Chers Frères et Fils de l’Église catholique, Évêques, prêtres et diacres, religieux, religieuses et laïcs, appartenant aux différentes communautés de la ville et aux divers rites de l’Église, je vous salue tous avec joie, reprenant pour vous les mots de saint Paul aux Galates : «Que la grâce et la paix soient avec vous de la part de Dieu notre Père et du Seigneur Jésus-Christ !» (Ga 1, 3). Je tiens à remercier les Autorités civiles présentes pour leur accueil courtois, en particulier toutes les personnes qui ont permis que ce voyage puisse se réaliser. Je veux saluer enfin les représentants des autres communautés ecclésiales et des autres religions qui ont souhaité être présents parmi nous. Comment ne pas penser aux différents événements qui ont forgé ici-même notre histoire commune ? En même temps, je sens le devoir de rappeler de manière particulière les nombreux témoins de l’Evangile du Christ, qui nous pressent de travailler ensemble à l’unité de tous ses disciples, dans la vérité et la charité !
Dans cette cathédrale du Saint-Esprit, j’ai souhaité rendre grâce à Dieu pour tout ce qu’il accomplit dans l’histoire des hommes et invoquer sur tous les dons de l’Esprit de sainteté. Comme vient de nous le rappeler saint Paul, l’Esprit est la source permanente de notre foi et de notre unité. Il suscite en nous la vraie connaissance de Jésus et il met sur nos lèvres les paroles de la foi pour que nous reconnaissions le Seigneur. Jésus l’avait déjà déclaré à Pierre après la Confession de foi de Césarée : «Heureux es-tu, Simon fils de Yonas : ce n’est pas la chair et le sang qui t’ont révélé ça, mais mon Père qui est aux cieux» (Mt 16, 17). Oui, heureux sommes-nous quand l’Esprit Saint nous ouvre au bonheur de croire et quand il nous fait entrer dans la grande famille des chrétiens, son Église, si multiple à travers la variété des dons, des fonctions et des activités, et en même temps déjà une, «car c’est toujours le même Dieu qui agit en tous». Saint Paul ajoute : «Chacun reçoit le don de manifester l’Esprit en vue du bien de tous». Manifester l’Esprit, vivre selon l’Esprit, ce n’est pas vivre pour soi seulement, mais c’est apprendre à se conformer au Christ Jésus lui-même en devenant, à sa suite, serviteur de ses frères. Voilà un enseignement bien concret pour chacun de nous, Évêques, appelés par le Seigneur à conduire son peuple en nous faisant serviteurs à sa suite ; cela vaut encore pour tous les ministres du Seigneur et également pour tous les fidèles : en recevant le sacrement du Baptême, nous avons tous été plongés dans la mort et la résurrection du Seigneur, «nous avons été désaltérés par l’unique Esprit», et la vie du Christ est devenue la nôtre pour que nous vivions comme lui, pour que nous aimions nos frères comme lui nous a aimés (cf. Jn 13, 34 ).

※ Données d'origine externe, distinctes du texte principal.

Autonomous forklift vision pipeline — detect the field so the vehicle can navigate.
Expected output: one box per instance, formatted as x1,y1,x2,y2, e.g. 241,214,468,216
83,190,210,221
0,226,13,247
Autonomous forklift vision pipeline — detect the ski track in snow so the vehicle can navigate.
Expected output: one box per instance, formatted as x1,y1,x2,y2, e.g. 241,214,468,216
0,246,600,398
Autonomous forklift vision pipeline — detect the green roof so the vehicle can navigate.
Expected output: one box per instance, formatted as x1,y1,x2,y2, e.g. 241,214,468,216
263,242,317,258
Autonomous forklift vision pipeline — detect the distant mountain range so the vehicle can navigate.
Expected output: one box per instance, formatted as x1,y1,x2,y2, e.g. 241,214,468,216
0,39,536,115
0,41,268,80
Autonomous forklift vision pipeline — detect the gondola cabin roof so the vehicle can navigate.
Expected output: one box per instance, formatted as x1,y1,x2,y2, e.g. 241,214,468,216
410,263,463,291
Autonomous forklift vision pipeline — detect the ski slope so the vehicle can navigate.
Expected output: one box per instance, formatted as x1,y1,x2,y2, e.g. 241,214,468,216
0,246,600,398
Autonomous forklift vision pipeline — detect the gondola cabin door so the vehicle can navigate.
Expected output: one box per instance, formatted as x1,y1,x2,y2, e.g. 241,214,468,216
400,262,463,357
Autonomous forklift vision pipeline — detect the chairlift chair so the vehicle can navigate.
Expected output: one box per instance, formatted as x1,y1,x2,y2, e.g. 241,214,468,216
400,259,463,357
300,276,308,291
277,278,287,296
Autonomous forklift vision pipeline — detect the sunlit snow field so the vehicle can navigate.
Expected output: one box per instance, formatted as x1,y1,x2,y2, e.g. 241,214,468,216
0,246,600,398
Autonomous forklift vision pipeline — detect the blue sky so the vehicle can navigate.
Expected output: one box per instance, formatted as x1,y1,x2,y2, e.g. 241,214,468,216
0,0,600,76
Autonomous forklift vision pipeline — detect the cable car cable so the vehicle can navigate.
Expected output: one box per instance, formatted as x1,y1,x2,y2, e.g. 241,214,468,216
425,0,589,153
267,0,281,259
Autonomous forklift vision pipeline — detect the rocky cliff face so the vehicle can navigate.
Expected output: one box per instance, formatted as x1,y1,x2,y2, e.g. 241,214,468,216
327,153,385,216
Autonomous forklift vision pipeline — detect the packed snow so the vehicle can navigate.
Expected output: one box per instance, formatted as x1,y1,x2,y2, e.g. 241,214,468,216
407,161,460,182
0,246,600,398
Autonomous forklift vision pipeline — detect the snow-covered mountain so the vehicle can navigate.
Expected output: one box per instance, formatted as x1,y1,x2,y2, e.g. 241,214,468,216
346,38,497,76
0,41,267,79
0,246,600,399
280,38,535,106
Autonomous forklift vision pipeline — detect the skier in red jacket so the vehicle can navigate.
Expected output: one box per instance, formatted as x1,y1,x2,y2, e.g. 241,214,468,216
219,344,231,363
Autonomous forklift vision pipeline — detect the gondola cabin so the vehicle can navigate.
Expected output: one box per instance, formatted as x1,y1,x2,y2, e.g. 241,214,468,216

Il y a vingt-sept ans, dans cette même cathédrale, mon prédécesseur le Serviteur de Dieu Jean-Paul II formait le vœu que l’aube du nouveau millénaire puisse «se lever sur une Église qui a retrouvé sa pleine unité, pour mieux témoigner, au milieu des tensions exacerbées de ce monde, de l’amour transcendant de Dieu manifesté en son Fils Jésus Christ» (Homélie à la cathédrale d’Istanbul, n. 5) . Ce vœu ne s’est pas encore réalisé, mais le désir du Pape est toujours le même et il nous presse, nous tous disciples du Christ qui marchons avec nos lenteurs et nos pauvretés sur le chemin qui veut conduire à l’unité, d’agir sans cesse «en vue du bien de tous», mettant la perspective œcuménique au premier rang de nos préoccupations ecclésiales. Nous vivrons alors vraiment selon l’Esprit de Jésus, au service du bien de tous.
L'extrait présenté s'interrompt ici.